HUMAN EVOLUTION IN SUB-SAHARAN AFRICA
Michelle Drapeau
Department of Anthropology, University of Montreal
Axis 3, which focuses on Africa, consists of two distinct projects:
PROJECT 3.1 Modelling the ESA - MSA transition in the Upper Luangwa Valley, Zambia.
Direction Michael BISSON and Ariane BURKE
This project will focus on the transition from Early Stone Age (ESA) to Middle Stone Age (MSA) in Central Africa and explore the link between this technological transition and environmental variability during the middle Pleistocene. The ESA/MSA transition is a complex and still poorly understood phenomenon associated with the appearance of complex cognition and the appearance of our species ~300,000 years before the present. During the middle Pleistocene the African continent underwent a series of environmental transformations related to insolation cycles and monsoon dynamics. The environmental variability induced by these climatic cycles is potentially associated with the appearance and transmission of new technological traditions, as well as the dispersion of hominin populations.

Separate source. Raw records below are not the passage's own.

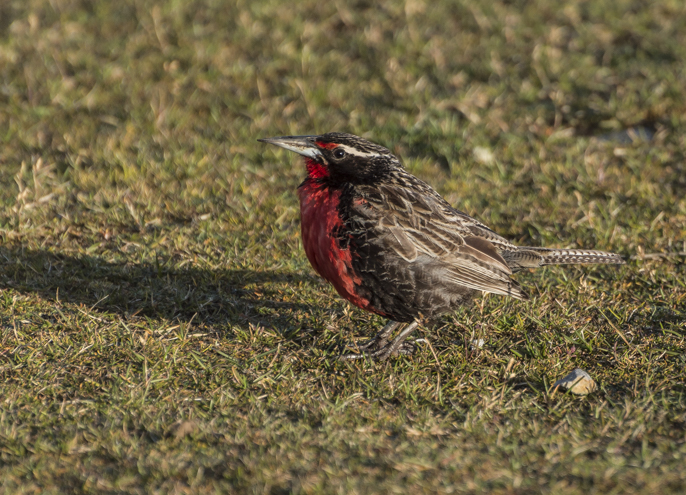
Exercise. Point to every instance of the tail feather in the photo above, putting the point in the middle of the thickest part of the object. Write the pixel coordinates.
(530, 257)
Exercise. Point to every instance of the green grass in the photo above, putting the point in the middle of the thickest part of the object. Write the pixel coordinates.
(162, 330)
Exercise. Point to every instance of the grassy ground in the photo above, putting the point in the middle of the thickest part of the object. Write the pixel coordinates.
(162, 330)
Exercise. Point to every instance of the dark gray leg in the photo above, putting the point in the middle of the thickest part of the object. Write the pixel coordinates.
(380, 349)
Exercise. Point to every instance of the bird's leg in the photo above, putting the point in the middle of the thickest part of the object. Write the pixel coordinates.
(379, 347)
(398, 344)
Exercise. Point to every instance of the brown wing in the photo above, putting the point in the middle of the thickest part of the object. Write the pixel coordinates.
(420, 227)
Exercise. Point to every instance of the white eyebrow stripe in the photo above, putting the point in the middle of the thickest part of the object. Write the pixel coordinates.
(354, 152)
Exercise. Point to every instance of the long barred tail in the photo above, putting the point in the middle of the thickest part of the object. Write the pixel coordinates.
(576, 256)
(529, 257)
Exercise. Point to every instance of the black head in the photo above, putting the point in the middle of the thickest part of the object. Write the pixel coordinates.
(337, 157)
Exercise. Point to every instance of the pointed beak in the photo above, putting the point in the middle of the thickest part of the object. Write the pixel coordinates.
(303, 145)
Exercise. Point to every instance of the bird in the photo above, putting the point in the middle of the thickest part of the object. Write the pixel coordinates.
(390, 244)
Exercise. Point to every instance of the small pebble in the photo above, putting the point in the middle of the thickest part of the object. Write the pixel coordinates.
(578, 382)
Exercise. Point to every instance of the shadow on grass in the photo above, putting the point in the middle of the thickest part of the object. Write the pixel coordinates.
(204, 296)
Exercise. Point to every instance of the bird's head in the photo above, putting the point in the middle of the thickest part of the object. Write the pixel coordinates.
(337, 157)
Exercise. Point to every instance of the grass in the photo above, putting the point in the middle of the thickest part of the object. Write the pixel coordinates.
(162, 330)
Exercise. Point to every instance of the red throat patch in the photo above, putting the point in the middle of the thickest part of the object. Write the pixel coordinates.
(315, 170)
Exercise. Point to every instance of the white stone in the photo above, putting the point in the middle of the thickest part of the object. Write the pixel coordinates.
(578, 382)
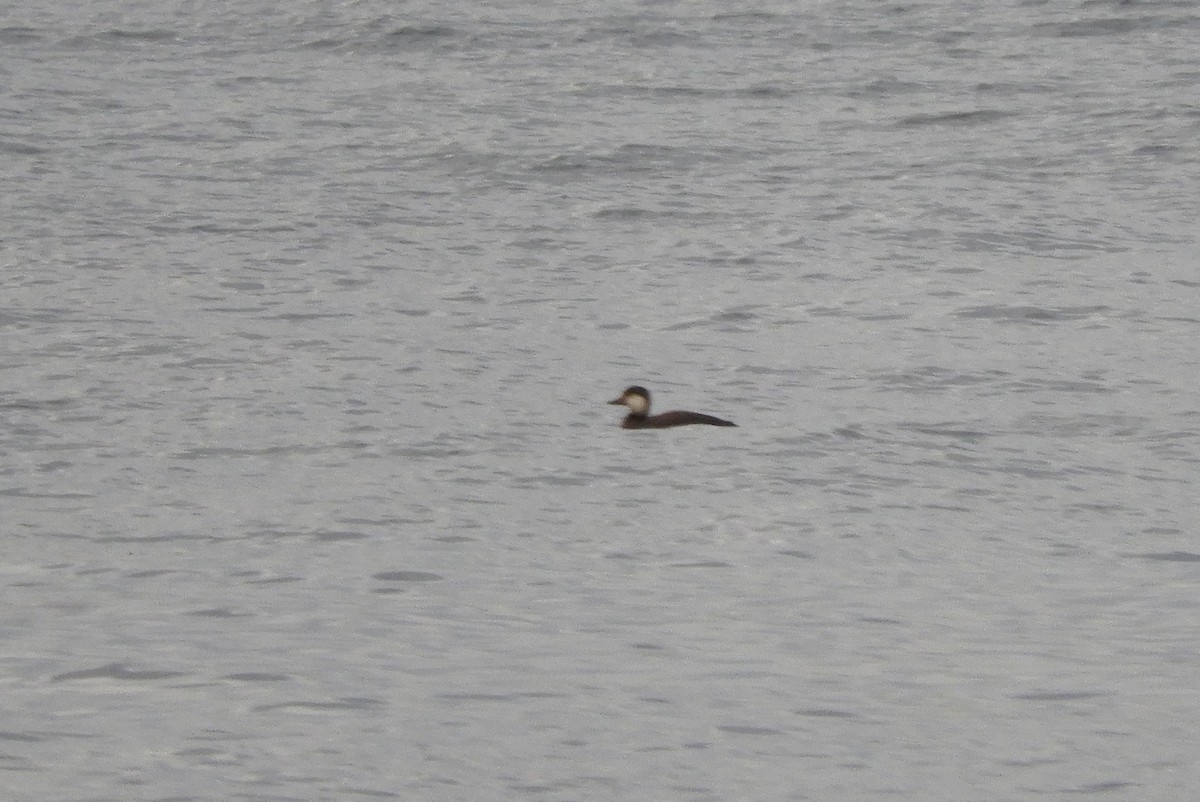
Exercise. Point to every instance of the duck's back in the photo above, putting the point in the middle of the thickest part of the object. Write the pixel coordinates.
(675, 418)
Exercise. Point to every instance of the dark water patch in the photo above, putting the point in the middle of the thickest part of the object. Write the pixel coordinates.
(257, 676)
(1031, 313)
(336, 536)
(19, 736)
(1060, 695)
(624, 213)
(1170, 556)
(1101, 788)
(951, 430)
(745, 729)
(517, 695)
(825, 712)
(795, 552)
(955, 118)
(118, 671)
(19, 35)
(219, 612)
(407, 576)
(19, 148)
(346, 702)
(1085, 28)
(939, 378)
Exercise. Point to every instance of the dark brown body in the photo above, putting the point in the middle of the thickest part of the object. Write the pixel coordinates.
(637, 400)
(669, 419)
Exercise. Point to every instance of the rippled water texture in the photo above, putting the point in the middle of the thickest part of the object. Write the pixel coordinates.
(310, 313)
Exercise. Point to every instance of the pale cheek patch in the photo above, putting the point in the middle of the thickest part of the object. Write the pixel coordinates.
(636, 405)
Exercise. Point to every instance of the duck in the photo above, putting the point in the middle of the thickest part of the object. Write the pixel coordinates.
(637, 400)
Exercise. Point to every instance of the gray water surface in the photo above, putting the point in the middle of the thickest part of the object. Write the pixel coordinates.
(310, 312)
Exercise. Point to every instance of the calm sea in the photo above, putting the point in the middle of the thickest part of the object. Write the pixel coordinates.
(309, 315)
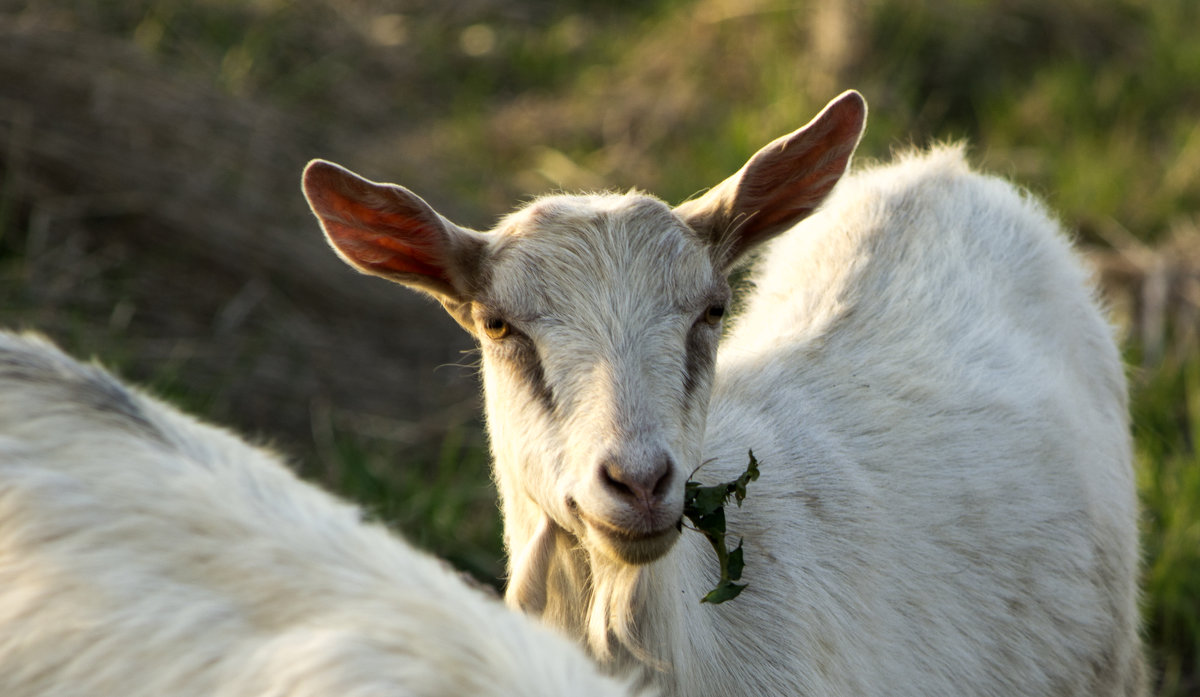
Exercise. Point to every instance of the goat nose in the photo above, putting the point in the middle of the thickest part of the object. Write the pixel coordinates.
(637, 481)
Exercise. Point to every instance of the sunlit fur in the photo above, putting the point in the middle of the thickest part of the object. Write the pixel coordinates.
(143, 553)
(939, 407)
(935, 400)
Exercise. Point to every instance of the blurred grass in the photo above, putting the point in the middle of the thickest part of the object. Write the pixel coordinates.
(1091, 104)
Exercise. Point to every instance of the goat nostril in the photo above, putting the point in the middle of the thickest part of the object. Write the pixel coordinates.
(664, 481)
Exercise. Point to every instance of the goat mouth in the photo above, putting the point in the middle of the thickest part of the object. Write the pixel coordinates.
(629, 545)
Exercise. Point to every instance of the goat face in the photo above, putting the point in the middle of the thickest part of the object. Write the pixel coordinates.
(599, 329)
(598, 317)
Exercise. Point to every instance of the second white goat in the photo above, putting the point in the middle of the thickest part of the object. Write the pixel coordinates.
(147, 554)
(937, 404)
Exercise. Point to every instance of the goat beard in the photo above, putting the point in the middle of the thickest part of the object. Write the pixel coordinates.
(555, 576)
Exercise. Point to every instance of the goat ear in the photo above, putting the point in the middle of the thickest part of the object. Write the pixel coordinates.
(783, 184)
(387, 230)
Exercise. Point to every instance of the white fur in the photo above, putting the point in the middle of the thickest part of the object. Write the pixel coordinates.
(939, 408)
(143, 553)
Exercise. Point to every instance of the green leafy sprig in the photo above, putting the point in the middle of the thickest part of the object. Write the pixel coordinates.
(705, 506)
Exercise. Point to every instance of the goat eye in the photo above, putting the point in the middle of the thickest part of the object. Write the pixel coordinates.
(714, 313)
(496, 328)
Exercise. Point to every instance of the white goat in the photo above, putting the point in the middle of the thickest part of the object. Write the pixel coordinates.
(143, 553)
(946, 503)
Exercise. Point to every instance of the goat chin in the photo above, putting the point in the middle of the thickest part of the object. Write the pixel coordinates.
(634, 548)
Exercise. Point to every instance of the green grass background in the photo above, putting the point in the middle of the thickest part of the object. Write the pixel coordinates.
(1092, 104)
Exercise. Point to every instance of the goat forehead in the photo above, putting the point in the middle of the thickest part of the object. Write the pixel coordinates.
(611, 252)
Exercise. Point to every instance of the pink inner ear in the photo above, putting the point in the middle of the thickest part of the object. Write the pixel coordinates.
(384, 236)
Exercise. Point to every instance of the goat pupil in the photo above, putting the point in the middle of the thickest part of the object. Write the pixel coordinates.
(496, 328)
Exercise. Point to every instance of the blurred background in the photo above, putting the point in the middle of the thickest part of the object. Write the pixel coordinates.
(150, 212)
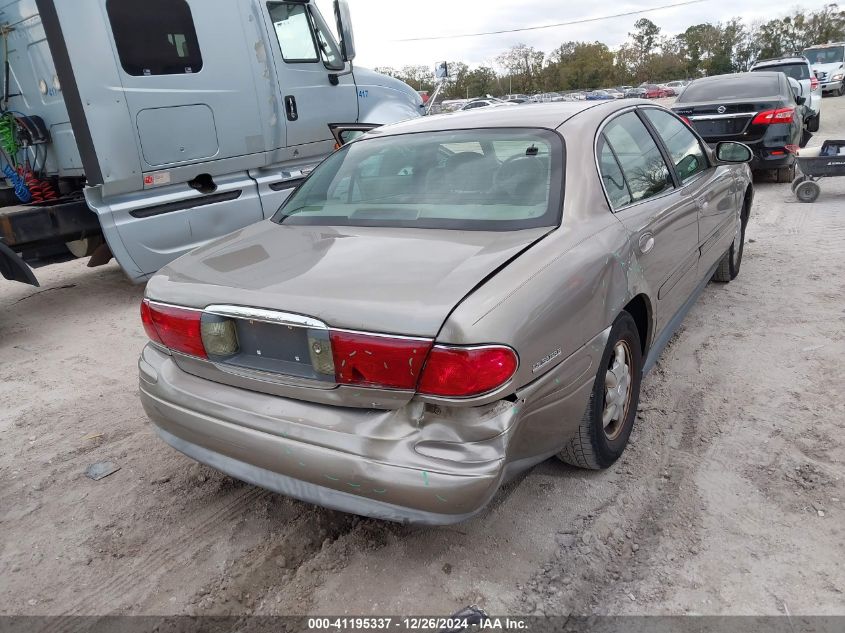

PROJECT 3.2. Study of the Pliocene Mursi Formation, Lower Omo Valley, Ethiopia
Direction Michelle DRAPEAU
This project builds upon field research in East Africa and will link paleoclimatic reconstructions with stable carbon and oxygen isotope data from fossil faunal enamel and paleosol carbonates. The aim of the project is to reconstruct the evolution of the climate in East Africa during the Pliocene in order to better define the environmental context of these species and to determine whether it was changes in fauna and flora that may have triggered speciation and occupation of particular territories of the first Australopithecines.